Environmental stratification and genotype recommendation toward the soybean ideotype: a Bayesian approach
Jeniffer Santana Pinto Coelho Evangelista, Marco Antônio Peixoto, Igor Ferreira Coelho, Rodrigo Silva Alves, Fabyano Fonseca e Silva, Marcos Deon Vilela de Resende, Felipe Lopes da Silva and Leonardo Lopes Bhering
Abstract: The genotype × environment (G×E) interaction plays an essential role in phenotypic expression and can lead to difficulties in genotypes recommendation. Thus, the objectives of this study were: i) propose the Multi-Environment Index Based on Factor Analysis and Ideotype Design/Markov Chain Monte Carlo (FAI/ MCMC index), and ii) apply it for soybean genotypes recommendation.

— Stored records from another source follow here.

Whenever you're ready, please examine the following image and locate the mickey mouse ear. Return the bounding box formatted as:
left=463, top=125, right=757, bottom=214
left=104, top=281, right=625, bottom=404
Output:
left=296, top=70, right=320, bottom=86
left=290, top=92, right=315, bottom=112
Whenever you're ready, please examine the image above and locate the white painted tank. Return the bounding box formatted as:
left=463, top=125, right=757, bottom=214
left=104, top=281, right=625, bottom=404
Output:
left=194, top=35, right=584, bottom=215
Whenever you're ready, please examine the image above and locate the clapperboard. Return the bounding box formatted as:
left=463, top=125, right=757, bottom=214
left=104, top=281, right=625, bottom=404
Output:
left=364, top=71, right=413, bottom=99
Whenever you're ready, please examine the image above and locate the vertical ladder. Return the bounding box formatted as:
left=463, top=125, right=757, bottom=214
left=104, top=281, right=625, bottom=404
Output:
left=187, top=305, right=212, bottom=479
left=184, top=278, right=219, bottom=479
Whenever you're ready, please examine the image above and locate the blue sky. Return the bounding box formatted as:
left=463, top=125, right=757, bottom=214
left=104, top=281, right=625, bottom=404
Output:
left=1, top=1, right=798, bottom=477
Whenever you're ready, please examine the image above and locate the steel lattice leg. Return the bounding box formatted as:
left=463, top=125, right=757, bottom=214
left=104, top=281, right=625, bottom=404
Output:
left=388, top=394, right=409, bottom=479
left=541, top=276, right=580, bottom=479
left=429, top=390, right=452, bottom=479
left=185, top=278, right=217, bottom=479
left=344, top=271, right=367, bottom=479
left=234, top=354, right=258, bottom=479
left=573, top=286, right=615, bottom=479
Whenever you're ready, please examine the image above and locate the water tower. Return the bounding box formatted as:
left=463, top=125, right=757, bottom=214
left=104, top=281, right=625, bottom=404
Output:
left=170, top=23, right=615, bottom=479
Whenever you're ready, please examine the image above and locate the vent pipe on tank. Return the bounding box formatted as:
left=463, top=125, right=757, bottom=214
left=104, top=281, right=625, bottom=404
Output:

To this end, a data set with 30 soybean genotypes evaluated in 10 environments for grain yield trait was used. Variance components, genetic parameters and genetic values were estimated through MCMC algorithm. Environmental stratification was conducted by factor analyses and the selection of soybean genotypes was performed using the FAI/MCMC index. The results indicated the existence of genotypic variability and G×E interaction. The environments were grouped into three factors. The predicted genetic gains from indirect selection was 4.81%. Thus, our results suggest that the FAI/MCMC index can be successfully used in soybean breeding.